He doesn't move. He just looks at me.

There is a physical weight in the air. A sudden shift. The Shadow Mass. It is that heavy, terrifying feeling you get when you step onto an elevator and realize the floor isn't there. My stomach drops. Just a fraction of an inch, but enough to make me acutely aware of my own heartbeat.

"It's hot in here," I say. My voice sounds thinner than it did a minute ago. "Can we just do this outside?"

"The damp ruins the paper."

"I thought you had a flash drive."

"I printed them."

I rub my eyes. "Shawn, seriously. Just give me the notes. I need to get back to the library. Chloe is holding my table."

He takes a step forward. His shoes are white. Optic, bright white. Brand new sneakers. They are completely spotless, which makes absolutely no sense because the path to the greenhouse is a hundred yards of thick, muddy spring slush. He must have walked through the grass. He must have taken the long way around just to keep his shoes clean.

It is a stupid detail. A completely irrelevant detail. But my brain latches onto it because the alternative is looking at his face.

"You don't need to go back to the library," he says.

"Yeah, I do. If I fail this test, my academic probation kicks in. I'm already on thin ice after last semester."

Last semester. The winter. The absolute worst four months of my entire life.

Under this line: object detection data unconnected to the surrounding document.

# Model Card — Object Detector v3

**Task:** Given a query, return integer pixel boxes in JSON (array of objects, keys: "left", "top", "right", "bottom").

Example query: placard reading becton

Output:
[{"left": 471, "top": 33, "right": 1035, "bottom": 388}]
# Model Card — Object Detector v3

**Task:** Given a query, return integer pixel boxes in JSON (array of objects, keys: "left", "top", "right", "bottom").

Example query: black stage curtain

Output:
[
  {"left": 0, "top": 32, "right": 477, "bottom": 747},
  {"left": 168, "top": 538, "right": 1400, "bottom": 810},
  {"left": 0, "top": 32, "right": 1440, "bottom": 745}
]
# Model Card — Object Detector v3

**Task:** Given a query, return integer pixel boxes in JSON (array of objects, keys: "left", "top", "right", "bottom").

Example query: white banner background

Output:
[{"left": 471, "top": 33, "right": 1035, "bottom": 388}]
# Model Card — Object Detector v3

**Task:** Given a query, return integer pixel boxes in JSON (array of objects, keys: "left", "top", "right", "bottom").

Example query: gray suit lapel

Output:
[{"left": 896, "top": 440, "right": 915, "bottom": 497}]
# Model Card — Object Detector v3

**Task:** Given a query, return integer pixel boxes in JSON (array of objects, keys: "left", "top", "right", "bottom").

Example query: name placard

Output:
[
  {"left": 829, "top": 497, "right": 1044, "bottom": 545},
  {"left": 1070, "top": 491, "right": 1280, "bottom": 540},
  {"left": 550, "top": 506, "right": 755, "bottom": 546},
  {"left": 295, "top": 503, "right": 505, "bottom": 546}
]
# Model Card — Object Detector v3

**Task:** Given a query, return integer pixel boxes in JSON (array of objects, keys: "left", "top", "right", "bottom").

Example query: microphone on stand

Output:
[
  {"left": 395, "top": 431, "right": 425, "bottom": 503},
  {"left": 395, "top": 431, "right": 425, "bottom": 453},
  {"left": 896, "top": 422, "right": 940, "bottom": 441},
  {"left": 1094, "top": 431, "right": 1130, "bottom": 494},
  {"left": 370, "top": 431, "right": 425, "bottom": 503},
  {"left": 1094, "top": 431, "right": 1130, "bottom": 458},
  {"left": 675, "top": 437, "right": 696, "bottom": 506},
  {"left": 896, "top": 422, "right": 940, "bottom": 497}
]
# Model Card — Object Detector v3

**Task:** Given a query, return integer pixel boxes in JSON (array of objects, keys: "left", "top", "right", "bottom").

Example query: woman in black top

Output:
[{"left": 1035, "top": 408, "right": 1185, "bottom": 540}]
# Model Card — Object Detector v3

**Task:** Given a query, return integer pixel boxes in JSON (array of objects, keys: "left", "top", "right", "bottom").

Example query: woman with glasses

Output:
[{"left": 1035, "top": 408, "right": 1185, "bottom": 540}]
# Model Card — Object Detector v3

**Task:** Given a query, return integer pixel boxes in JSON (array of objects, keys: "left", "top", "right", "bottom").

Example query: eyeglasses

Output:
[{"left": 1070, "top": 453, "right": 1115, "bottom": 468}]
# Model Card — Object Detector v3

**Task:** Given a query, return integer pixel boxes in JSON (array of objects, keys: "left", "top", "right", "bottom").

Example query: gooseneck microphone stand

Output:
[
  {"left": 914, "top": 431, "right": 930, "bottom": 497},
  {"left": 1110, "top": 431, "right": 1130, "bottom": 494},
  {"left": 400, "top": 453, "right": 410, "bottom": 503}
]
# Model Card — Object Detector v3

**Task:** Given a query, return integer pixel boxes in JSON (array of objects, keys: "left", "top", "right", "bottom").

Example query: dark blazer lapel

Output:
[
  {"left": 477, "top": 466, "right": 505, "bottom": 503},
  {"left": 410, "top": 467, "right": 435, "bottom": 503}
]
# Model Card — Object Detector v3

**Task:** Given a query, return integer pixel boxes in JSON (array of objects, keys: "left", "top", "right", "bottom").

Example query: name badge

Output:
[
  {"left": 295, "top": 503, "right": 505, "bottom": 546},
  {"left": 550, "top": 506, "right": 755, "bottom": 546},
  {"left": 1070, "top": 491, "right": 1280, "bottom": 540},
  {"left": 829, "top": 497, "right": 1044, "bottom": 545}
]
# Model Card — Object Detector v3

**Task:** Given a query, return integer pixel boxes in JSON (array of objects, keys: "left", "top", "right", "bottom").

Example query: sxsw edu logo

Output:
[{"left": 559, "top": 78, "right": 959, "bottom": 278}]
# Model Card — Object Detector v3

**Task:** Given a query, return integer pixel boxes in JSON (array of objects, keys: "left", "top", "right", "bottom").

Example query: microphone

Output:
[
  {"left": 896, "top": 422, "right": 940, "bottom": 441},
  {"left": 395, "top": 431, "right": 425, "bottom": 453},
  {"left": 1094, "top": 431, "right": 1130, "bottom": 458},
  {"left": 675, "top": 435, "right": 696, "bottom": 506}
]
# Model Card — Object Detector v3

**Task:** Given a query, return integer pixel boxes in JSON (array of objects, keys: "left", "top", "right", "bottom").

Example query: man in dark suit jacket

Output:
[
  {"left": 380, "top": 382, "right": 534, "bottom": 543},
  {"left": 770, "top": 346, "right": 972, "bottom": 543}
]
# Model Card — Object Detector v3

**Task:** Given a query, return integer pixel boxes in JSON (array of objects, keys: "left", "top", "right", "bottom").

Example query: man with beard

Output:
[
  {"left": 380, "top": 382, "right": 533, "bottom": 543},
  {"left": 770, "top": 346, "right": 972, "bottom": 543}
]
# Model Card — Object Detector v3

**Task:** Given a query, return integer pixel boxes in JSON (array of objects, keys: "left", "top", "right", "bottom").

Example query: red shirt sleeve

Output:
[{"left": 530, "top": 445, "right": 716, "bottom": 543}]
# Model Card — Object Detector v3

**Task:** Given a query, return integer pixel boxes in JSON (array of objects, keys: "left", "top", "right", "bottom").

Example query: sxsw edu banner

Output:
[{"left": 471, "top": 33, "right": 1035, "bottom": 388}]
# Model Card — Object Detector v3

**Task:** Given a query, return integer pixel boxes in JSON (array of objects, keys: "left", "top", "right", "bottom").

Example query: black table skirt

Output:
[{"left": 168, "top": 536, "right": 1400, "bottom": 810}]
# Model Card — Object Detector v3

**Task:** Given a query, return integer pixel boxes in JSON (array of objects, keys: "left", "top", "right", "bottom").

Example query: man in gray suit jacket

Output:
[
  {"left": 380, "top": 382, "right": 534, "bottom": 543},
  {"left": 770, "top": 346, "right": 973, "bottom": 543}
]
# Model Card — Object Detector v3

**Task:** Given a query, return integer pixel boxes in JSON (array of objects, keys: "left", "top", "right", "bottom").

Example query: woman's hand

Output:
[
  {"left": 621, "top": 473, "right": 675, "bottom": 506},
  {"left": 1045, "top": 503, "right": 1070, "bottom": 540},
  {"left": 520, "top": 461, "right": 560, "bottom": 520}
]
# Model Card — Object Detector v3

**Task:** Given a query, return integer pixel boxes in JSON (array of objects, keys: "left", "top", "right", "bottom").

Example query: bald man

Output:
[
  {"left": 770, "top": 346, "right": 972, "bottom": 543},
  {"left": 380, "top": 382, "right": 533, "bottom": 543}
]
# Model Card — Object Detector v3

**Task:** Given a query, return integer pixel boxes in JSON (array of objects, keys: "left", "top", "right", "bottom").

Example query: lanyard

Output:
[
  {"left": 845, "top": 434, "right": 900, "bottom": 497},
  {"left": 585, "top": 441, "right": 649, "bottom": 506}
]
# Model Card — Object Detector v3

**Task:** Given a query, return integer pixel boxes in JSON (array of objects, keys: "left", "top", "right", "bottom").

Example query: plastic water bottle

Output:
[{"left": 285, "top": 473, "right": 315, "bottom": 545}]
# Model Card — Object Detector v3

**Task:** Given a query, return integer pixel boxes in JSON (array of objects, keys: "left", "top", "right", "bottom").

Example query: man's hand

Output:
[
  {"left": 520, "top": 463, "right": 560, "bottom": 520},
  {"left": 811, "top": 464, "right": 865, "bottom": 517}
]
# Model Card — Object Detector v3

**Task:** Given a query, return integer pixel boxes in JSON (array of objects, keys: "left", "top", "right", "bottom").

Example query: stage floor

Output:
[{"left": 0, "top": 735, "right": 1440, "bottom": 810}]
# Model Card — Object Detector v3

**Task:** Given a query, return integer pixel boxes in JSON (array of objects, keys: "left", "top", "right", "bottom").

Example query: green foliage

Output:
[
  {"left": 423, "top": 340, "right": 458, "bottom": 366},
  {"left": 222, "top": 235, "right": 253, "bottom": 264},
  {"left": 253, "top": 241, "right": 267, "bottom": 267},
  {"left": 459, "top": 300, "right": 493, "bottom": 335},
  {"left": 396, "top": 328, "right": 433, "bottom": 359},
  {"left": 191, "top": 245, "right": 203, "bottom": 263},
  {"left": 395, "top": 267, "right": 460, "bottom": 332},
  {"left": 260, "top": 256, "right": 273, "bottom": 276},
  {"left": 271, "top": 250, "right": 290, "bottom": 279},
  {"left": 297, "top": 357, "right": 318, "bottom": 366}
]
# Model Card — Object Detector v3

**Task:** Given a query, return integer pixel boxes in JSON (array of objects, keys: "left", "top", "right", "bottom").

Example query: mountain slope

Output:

Just thinking about January makes my chest tight. The endless snow. The freezing wind rattling my dorm window. And the panic. The constant, suffocating paranoia that followed me everywhere. The feeling of being watched. The missed calls from blocked numbers. The weird, blank text messages that arrived at 3:00 AM every single night.

And Sam.

Sam pulling away. Sam looking at me like I was crazy. Sam finally packing his things and walking out without looking back, leaving me completely isolated in the middle of a blizzard.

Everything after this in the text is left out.